A proposito di field; come ti sei trovato contro gli avversari al Final Table? Li conoscevi?

Naturalmente conoscevo Gaspare Sposato dall’online, e poi abbiamo giocato quasi sempre vicini da 35 left in giù, poi ho conosciuto Barnaba Perone.

In generale, a mio avviso, i più bravi del FT erano proprio Gaspare e Adrian State che poi ha vinto il torneo.

Quasi tutti i finalisti li avevo affrontati anche prima, a due-tre tavoli left, quindi avevo un po’ di storico su tutti. Infatti nello spot finale con 10-10, contro questo oppo non ho alcun tipo di rimpianto, contro un altro giocatore potevo anche decidere di flattare, giocare in maniera diversa.
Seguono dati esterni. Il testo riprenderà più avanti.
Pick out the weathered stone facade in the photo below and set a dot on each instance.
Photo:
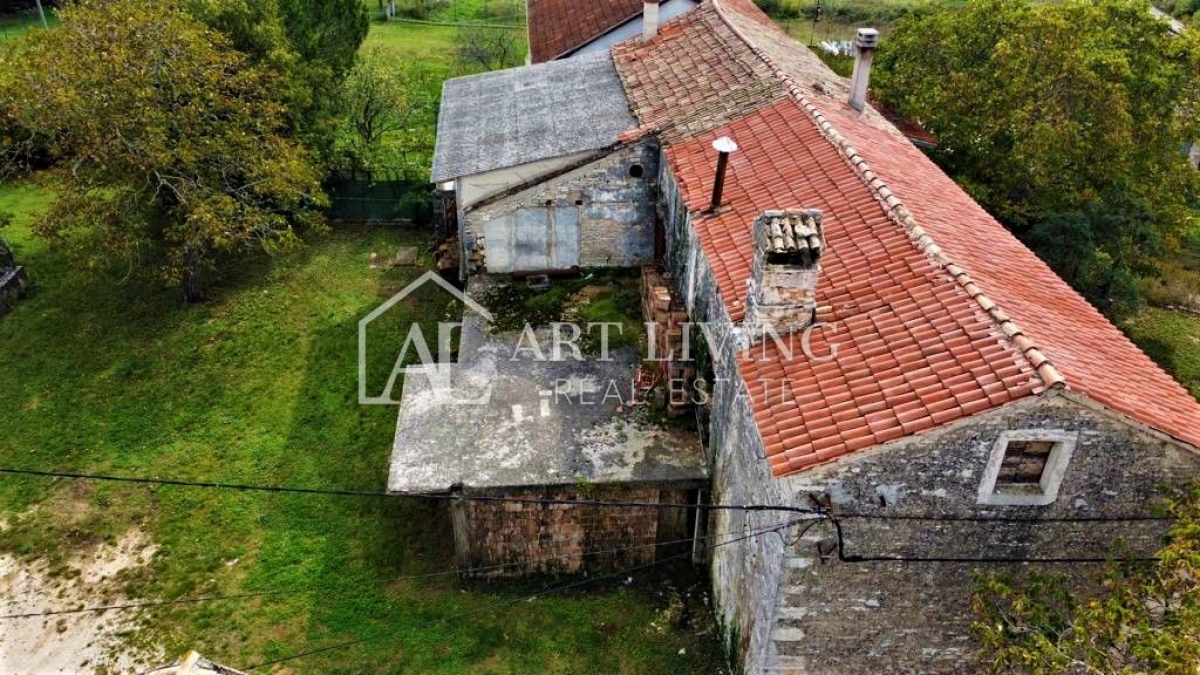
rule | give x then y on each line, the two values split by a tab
747	574
796	608
511	538
600	214
913	615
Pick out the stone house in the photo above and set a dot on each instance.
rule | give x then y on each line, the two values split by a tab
880	347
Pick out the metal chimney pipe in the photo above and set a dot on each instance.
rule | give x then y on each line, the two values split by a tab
724	145
649	19
865	43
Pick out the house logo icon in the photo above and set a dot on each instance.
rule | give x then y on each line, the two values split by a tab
438	369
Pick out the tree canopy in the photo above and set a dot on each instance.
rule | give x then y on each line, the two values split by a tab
310	46
390	112
1066	120
168	145
1145	617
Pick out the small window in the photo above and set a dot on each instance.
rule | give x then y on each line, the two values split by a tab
1026	467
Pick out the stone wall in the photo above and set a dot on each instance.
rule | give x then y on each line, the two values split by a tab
569	538
913	615
745	574
798	609
598	215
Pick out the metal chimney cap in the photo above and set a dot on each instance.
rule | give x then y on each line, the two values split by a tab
867	39
725	144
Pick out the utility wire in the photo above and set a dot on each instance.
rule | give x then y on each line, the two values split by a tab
382	494
330	587
1006	518
527	598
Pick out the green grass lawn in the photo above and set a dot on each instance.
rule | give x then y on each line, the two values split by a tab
259	386
13	27
1173	340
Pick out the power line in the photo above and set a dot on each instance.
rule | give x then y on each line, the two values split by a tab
527	598
1006	518
383	494
331	587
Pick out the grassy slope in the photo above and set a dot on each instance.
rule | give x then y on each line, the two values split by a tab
1173	340
261	387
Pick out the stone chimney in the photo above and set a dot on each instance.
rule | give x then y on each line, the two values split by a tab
865	45
784	273
649	19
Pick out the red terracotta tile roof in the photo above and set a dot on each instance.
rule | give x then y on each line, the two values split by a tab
921	280
695	75
559	27
913	350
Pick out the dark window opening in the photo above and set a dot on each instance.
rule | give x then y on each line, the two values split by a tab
1023	467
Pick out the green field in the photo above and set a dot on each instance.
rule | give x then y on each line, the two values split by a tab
259	386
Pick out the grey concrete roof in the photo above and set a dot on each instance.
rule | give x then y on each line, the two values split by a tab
543	423
519	115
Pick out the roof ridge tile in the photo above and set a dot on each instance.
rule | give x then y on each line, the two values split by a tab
1042	365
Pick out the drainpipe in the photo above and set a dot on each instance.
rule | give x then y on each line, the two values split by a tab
865	45
724	145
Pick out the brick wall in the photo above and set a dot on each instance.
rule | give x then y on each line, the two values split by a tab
586	538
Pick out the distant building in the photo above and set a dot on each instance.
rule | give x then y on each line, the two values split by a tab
565	28
960	407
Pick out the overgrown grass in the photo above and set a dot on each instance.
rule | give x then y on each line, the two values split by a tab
13	27
1173	340
261	387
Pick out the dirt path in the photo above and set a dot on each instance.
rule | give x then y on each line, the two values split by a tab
75	643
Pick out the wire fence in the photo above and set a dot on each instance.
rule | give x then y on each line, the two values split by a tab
376	196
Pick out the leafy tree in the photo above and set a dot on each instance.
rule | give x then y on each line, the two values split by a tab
1049	113
168	147
1146	619
487	48
390	111
310	46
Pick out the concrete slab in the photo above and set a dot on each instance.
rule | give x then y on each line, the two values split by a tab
543	423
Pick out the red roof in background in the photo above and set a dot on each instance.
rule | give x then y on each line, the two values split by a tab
558	27
1095	357
913	350
942	312
695	75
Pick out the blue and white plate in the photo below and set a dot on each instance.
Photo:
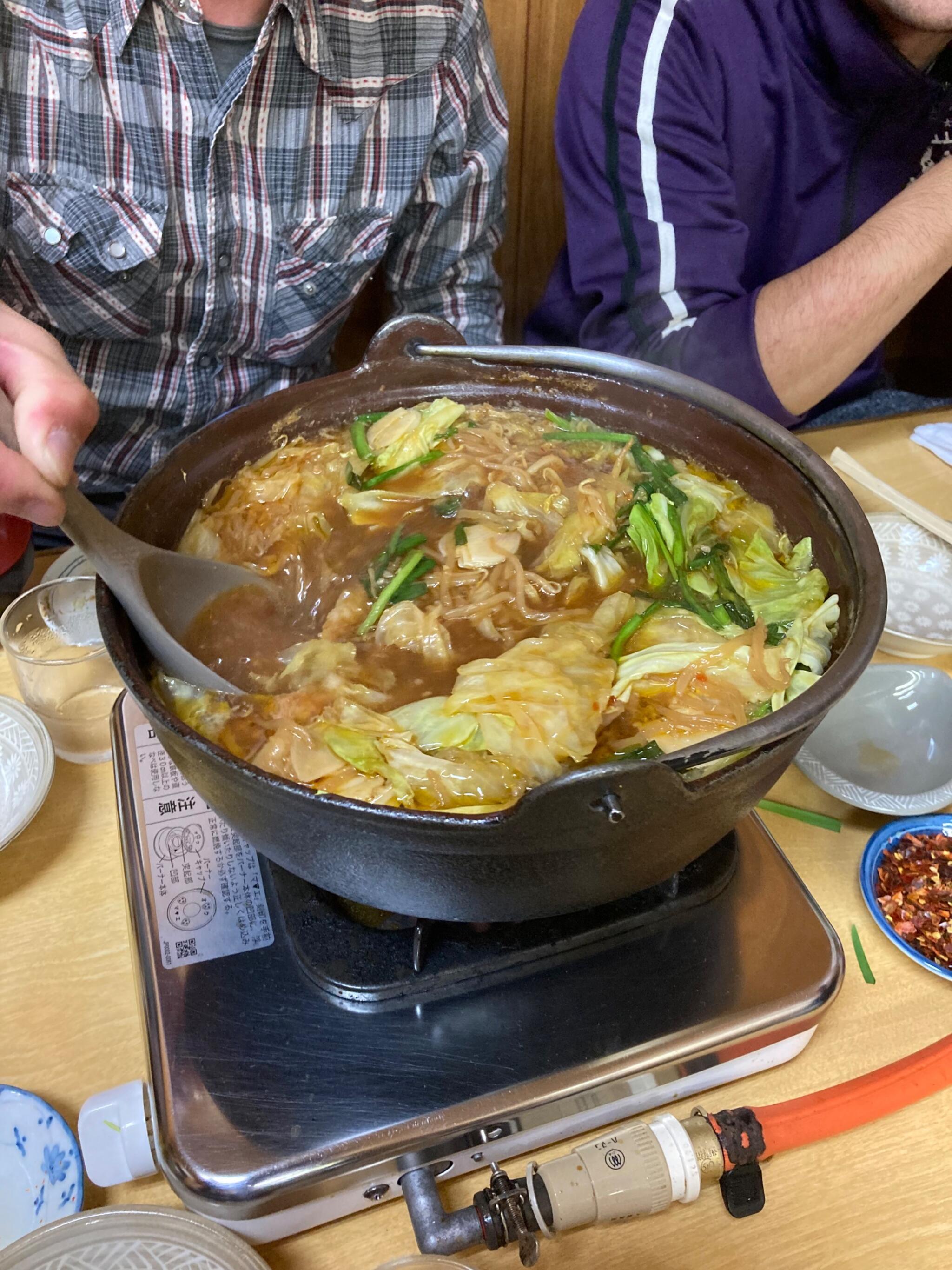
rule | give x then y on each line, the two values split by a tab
881	841
41	1169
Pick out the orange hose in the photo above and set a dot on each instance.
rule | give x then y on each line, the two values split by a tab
846	1107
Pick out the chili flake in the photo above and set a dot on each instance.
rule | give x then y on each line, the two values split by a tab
914	892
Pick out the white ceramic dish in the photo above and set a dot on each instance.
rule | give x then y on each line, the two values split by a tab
27	762
41	1170
886	746
70	564
919	585
132	1239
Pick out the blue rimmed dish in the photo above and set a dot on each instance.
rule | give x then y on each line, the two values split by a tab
881	841
41	1168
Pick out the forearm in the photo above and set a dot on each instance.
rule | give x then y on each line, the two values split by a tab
817	324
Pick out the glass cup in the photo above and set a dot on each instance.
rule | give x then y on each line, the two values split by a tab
64	673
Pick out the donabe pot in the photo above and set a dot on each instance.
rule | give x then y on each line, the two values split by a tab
596	833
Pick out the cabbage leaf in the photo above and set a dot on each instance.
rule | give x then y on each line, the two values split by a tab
779	592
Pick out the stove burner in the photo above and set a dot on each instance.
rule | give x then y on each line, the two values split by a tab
366	959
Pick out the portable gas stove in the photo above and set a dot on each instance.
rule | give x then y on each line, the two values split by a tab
309	1060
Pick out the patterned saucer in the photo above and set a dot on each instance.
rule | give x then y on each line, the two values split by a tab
27	765
41	1170
919	583
132	1239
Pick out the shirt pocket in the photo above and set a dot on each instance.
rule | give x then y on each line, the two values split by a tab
83	259
322	266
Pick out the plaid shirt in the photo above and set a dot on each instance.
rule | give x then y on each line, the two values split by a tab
196	244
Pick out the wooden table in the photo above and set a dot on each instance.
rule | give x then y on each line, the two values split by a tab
878	1198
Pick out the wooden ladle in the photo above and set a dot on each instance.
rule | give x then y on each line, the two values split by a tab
162	591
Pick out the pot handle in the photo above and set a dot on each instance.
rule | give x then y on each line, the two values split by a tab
400	337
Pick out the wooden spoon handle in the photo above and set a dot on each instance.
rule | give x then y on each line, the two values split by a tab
848	466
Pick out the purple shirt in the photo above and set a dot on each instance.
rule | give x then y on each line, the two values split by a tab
709	146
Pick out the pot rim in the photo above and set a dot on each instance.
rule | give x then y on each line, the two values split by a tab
426	338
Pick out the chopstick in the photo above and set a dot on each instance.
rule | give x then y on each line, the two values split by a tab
848	466
799	813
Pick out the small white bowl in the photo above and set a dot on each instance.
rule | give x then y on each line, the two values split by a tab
919	588
27	762
888	745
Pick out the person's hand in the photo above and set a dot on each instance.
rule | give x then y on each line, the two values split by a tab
47	416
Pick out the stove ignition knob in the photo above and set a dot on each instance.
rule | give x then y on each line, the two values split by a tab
113	1132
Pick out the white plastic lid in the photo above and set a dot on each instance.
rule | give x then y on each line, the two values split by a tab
113	1133
149	1239
27	762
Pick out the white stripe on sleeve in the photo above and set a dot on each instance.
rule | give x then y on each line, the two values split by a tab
667	246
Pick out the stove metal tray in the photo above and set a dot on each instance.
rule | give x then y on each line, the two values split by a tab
266	1094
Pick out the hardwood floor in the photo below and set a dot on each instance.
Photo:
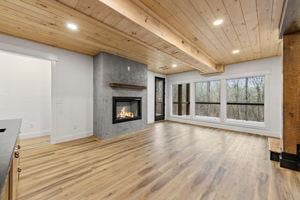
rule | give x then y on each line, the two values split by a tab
167	161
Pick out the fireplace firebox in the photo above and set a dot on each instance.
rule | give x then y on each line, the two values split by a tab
126	109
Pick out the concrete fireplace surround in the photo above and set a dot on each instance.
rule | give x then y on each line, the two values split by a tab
114	69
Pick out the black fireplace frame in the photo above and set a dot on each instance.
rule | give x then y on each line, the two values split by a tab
115	120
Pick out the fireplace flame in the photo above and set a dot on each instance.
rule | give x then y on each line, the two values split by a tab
125	114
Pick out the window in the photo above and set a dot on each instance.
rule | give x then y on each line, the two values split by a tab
245	98
207	99
181	99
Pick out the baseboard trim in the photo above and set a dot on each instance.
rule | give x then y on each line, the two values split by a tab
34	134
290	161
70	137
224	127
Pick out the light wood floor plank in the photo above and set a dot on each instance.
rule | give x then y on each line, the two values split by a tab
167	161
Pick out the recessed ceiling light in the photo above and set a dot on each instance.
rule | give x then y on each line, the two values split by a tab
72	26
235	51
218	22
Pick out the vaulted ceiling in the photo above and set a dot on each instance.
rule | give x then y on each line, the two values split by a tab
160	33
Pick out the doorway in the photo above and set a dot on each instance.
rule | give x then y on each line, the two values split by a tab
25	91
159	98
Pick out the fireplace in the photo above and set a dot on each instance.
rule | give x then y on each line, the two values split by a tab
126	109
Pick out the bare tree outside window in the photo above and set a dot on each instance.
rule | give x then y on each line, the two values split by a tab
245	98
181	99
207	98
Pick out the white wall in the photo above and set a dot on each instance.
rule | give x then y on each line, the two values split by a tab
151	95
271	67
72	87
25	92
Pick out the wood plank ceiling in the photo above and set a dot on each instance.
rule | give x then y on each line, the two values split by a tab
249	25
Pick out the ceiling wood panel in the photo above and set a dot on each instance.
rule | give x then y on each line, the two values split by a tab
249	25
44	21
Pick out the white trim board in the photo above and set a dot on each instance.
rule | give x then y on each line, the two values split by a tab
256	131
35	134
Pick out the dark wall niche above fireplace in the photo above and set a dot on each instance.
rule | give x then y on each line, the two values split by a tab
126	109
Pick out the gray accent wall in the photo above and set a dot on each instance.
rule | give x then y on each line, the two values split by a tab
108	69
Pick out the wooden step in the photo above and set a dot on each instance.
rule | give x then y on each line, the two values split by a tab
274	145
Gli altri, a mio avviso, erano tutti player normalissimi, non top-reg. Quindi lo reputerei un tavolo facile, con quelle due eccezioni.

Lo spot a cui si riferisce Salvatore Russo è quello della sua eliminazione, dove rilancia da BTN con 1010, incontra la 3-bet di Soceanu da BB con AJ e decide di andare all in. Sul board uscirà 5KQ10A, puoi rivederla nello streaming in fondo all’articolo.

Descrivici le tue emozioni dopo questo risultato.

Durante il torneo, devo essere sincero: è successo talmente in fretta, senza un minimo di aspettativa da parte mia, che sono rimasto abbastanza tranquillo.

Dopo l’uscita, ovviamente un po’ di rammarico c’è, visto come è andata e visto il field.

Ovviamente sono felice, per essere arrivato quinto a un torneo dove non avrei nemmeno dovuto esserci.

Insomma, era uno spot dove ero al 85% al flop e se avessi vinto sarei andato 1° su 5, e in un tavolo dove alcuni non erano così ferrati con l’ICM. Mi sarei sentito molto confident.

Alla base del mio futuro pokeristico c’è sempre lo studio e il miglioramento costante. La cosa che mi caratterizza e che credo dovrebbe caratterizzare un po’ tutti è la consapevolezza di sapere che in questo gioco non si smette mai di imparare. Non basterebbero 10 vite per studiare e imparare tutto.